Lutter contre l’ignorance

Ces missions de dépistage hors les murs, le secteur de l’ « Aller-vers » en effectue toutes les semaines. Mais celle-ci est singulière : c’est la semaine nationale de la santé sexuelle. Lundi, Amine et Floréale s’étaient postés près de la gare de Noisy-le-Grand. « Un excellent poste d’intervention », de l’avis de Floréale. Immunité après avoir attrapé des chlamydias, longueur « normale » d’un rapport sexuel, importance de la lubrification pour éviter les microlésions et les infections, les discussions avec les lycéens qui passaient par là furent riches et diversifiées. « Il y a une vraie méconnaissance des risques de transmission des IST. Certains jeunes qu’on a rencontrés ont plus peur d’échanger leur dentifrice avec quelqu’un de séropositif, que d’avoir des rapports sexuels, ou pensent qu’on peut éviter les IST en urinant après un rapport. Avec la pandémie, tout le monde a fait sa sauce sur le fonctionnement de l’immunité, et certains d’entre eux croient qu’ils sont immunisés contre les chlamydias- en résurgence chez les jeunes- s’ils en ont eu une fois », explique Amine. Convaincre les plus âgés, en couple stable, nécessite de faire preuve de plus de capacité de conviction encore. S’ils ne se laissent pas convaincre pour eux-mêmes, les agents leur laissent quelques livrets de prévention à laisser traîner pour leurs ados. Côté TROD, la récolte fut bonne aussi, avec une quinzaine de tests réalisés à Noisy-Le-Grand, contre cinq au forum santé d’Epinay, l’après-midi. Si un service de prévention mobile a toujours existé, ciblé sur la tuberculose, il élargit progressivement son champ d’action. « Paradoxalement, plus on fait de tests positifs, plus on se sent utiles, parce que cela signifie que nous faisons de la bonne santé publique », explique Floréale.

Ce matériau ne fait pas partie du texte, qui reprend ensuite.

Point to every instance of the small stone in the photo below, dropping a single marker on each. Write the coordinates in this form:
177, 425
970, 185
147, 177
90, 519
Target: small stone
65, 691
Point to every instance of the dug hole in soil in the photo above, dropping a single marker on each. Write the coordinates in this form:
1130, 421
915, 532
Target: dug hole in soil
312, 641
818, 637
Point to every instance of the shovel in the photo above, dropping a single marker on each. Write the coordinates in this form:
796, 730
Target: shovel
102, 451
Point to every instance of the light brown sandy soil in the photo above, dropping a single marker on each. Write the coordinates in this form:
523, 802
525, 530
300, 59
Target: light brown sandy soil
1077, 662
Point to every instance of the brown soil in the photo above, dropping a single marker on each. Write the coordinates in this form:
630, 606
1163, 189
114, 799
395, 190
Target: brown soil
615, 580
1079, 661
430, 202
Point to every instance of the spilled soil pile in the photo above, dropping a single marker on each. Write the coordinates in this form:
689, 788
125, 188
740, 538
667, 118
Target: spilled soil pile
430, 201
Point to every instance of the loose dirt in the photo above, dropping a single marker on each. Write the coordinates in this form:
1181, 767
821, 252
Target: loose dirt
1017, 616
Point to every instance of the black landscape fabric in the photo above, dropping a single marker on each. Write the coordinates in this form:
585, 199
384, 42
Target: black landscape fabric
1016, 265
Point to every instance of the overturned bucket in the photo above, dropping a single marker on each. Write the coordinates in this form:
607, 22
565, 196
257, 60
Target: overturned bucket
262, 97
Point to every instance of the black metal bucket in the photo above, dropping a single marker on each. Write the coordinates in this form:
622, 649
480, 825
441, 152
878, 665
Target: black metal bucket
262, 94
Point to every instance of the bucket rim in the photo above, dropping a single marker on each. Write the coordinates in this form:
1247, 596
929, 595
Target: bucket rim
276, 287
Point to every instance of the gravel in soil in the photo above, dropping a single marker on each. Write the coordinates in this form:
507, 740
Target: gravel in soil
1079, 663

Un travail en lien étroit avec les associations

A la tête de ce tout jeune secteur, cette titulaire d’un master en géographie de la santé passionnée par la tuberculose était en charge du bus de vaccination contre la grippe, au moment où il a fallu faire monter en charge le dispositif pour vacciner contre le Covid. Désormais pilote du secteur de l’« Aller vers », Floréale a à cœur de multiplier les partenariats. Pendant cette semaine de la santé sexuelle, elle interviendra également avec son équipe au Marché de l’Abreuvoir à Bobigny, avec l’association Afrique Avenir, ou à la PADA d’Aubervilliers, avec l’association Arcat et le Comité des Familles, avant de finir en beauté par un stand au cœur de la seconde édition de la Pride des banlieues, à Saint-Denis, en accord avec le thème national de la santé sexuelle, centré sur les LGBTphobies. Mais le combat pour une bonne santé sexuelle se poursuit toute l’année.